If you set it up as 1m=1,650,763.73 wavelengths, then your goal is to find 1 wavelength, so divide both sides by 1,650,763.73 to get your answer.

Once you find the wavelength, you can figure out what part of the electromagnetic spectrum it corresponds to. You can also use the equation to find the energy of one photon.

Hope this helps!

[Olivia Monroy 1A]

To put it simply divide 1 wave by 1,650,763.73 m to get 6.0578x10^-7 m per wavelength then with that you can find the energy per photon using E=hc/wavelength to get an answer of 3.281x10^-19 J, matching option D.

[Kimiya Aframian IB]

Hi everyone!

I came across this question while taking the assessments associated with the modules on Dr. Lavelle's website and I'm not sure how to solve this. I am pasting the question below!

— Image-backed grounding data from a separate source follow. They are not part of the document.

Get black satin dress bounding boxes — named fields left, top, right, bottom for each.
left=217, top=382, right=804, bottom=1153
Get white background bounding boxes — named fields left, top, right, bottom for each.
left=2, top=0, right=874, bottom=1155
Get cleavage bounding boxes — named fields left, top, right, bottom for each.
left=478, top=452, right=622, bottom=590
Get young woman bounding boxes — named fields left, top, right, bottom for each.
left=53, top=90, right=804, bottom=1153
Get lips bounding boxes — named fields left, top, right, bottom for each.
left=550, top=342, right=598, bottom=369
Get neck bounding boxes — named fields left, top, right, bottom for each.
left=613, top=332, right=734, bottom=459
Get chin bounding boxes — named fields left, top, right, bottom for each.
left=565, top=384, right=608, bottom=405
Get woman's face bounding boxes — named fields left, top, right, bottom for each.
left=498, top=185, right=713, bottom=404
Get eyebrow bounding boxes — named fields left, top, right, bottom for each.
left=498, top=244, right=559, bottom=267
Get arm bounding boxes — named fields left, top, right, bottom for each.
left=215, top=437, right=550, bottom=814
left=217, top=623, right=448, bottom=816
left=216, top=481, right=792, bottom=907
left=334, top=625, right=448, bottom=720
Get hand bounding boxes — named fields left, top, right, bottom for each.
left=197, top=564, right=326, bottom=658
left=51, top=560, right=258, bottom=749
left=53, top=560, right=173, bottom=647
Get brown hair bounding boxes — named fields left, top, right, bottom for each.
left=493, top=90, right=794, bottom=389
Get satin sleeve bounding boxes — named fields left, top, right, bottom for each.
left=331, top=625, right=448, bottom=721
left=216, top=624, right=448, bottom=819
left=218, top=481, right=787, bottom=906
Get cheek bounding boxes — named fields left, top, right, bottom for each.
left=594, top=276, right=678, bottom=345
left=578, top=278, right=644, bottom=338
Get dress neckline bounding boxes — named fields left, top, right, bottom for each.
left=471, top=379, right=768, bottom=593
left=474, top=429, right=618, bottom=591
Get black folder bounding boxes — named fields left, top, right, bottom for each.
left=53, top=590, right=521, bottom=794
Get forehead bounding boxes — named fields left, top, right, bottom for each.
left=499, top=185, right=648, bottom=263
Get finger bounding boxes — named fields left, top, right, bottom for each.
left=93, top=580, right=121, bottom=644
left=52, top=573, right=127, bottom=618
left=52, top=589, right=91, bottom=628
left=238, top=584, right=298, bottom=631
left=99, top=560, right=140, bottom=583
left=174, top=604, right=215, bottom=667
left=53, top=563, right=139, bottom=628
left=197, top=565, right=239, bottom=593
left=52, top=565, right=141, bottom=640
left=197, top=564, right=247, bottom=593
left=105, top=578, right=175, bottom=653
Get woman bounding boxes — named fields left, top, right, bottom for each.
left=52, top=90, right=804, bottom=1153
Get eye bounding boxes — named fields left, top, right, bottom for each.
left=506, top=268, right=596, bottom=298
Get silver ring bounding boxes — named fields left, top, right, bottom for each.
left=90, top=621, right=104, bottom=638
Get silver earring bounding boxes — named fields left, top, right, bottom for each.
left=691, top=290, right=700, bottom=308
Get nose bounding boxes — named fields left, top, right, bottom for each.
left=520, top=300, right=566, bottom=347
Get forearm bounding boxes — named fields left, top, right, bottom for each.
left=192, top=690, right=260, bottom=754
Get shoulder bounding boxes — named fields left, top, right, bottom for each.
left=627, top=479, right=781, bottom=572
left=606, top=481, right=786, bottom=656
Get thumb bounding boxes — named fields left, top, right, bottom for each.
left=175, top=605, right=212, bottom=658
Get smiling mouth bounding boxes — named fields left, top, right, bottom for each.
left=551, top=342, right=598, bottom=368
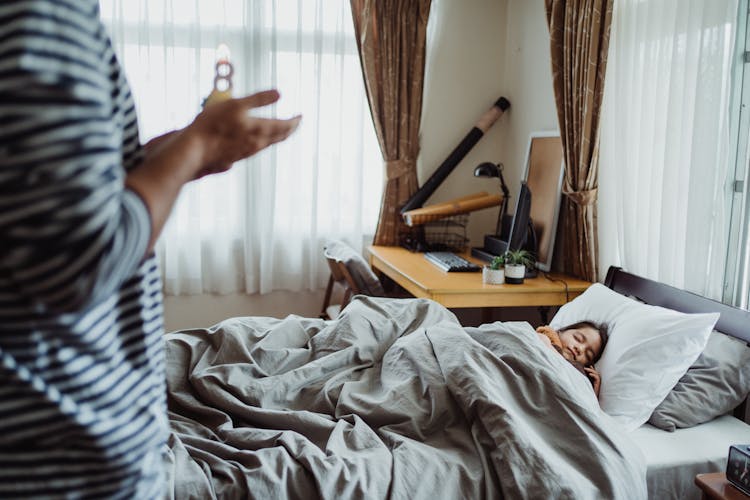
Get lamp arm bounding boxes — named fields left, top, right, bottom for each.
left=494, top=167, right=511, bottom=236
left=497, top=168, right=510, bottom=199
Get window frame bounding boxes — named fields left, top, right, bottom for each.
left=725, top=0, right=750, bottom=307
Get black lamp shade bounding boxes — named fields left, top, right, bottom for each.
left=473, top=161, right=509, bottom=237
left=474, top=162, right=501, bottom=178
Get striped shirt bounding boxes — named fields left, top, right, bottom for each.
left=0, top=1, right=166, bottom=498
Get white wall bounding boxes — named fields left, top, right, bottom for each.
left=421, top=0, right=558, bottom=246
left=500, top=0, right=559, bottom=214
left=419, top=0, right=509, bottom=244
left=163, top=290, right=324, bottom=332
left=163, top=0, right=558, bottom=331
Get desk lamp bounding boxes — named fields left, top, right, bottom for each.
left=473, top=162, right=510, bottom=236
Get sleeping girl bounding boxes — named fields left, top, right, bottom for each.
left=535, top=321, right=609, bottom=397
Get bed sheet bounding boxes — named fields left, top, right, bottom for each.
left=163, top=296, right=646, bottom=499
left=630, top=415, right=750, bottom=499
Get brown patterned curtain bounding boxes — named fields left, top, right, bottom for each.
left=350, top=0, right=431, bottom=245
left=546, top=0, right=613, bottom=282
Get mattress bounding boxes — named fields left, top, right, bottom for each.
left=629, top=415, right=750, bottom=499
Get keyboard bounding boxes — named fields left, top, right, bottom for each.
left=423, top=252, right=481, bottom=272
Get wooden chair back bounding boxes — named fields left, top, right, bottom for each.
left=320, top=256, right=363, bottom=319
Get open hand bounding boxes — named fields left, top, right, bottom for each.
left=124, top=90, right=301, bottom=254
left=187, top=89, right=302, bottom=179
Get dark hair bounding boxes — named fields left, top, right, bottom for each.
left=559, top=320, right=609, bottom=365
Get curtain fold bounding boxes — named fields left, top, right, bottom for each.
left=546, top=0, right=613, bottom=282
left=598, top=0, right=737, bottom=299
left=100, top=0, right=381, bottom=296
left=350, top=0, right=431, bottom=246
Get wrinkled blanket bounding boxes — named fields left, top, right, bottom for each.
left=164, top=296, right=646, bottom=499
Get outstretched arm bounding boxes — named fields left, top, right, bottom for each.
left=126, top=90, right=301, bottom=253
left=2, top=73, right=298, bottom=315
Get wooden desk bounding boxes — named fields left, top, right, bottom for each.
left=368, top=245, right=590, bottom=310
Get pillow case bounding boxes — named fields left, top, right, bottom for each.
left=550, top=283, right=719, bottom=431
left=648, top=330, right=750, bottom=431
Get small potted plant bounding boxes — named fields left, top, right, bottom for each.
left=503, top=249, right=535, bottom=284
left=482, top=254, right=505, bottom=285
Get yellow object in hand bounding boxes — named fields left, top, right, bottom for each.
left=203, top=88, right=233, bottom=107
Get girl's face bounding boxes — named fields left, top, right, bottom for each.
left=559, top=325, right=602, bottom=366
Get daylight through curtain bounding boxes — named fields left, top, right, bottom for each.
left=598, top=0, right=737, bottom=298
left=100, top=0, right=381, bottom=295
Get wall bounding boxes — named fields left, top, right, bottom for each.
left=420, top=0, right=558, bottom=247
left=163, top=290, right=324, bottom=332
left=419, top=0, right=509, bottom=245
left=163, top=0, right=559, bottom=331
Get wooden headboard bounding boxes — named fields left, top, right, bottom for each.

The meter was defined in 1963 as 1,650,763.73 wavelengths of radiation emitted by krypton-86 (it has since been redefined). What is the wavelength of this krypton-86 radiation? To what region of the electromagnetic spectrum does this wavelength correspond (i.e. infrared, ultraviolet, x-ray, etc.)? What energy does one photon of this radiation have?

Hi! For me, the trouble in this problems was not exactly the calculations but instead seeing what is was asking us to do. I think that it is pretty much saying that in one meter, there are 1650763.73 waves, so we need to divide the two in order to solve for the wavelength, which we can then use to solve for energy.

Hope this helps!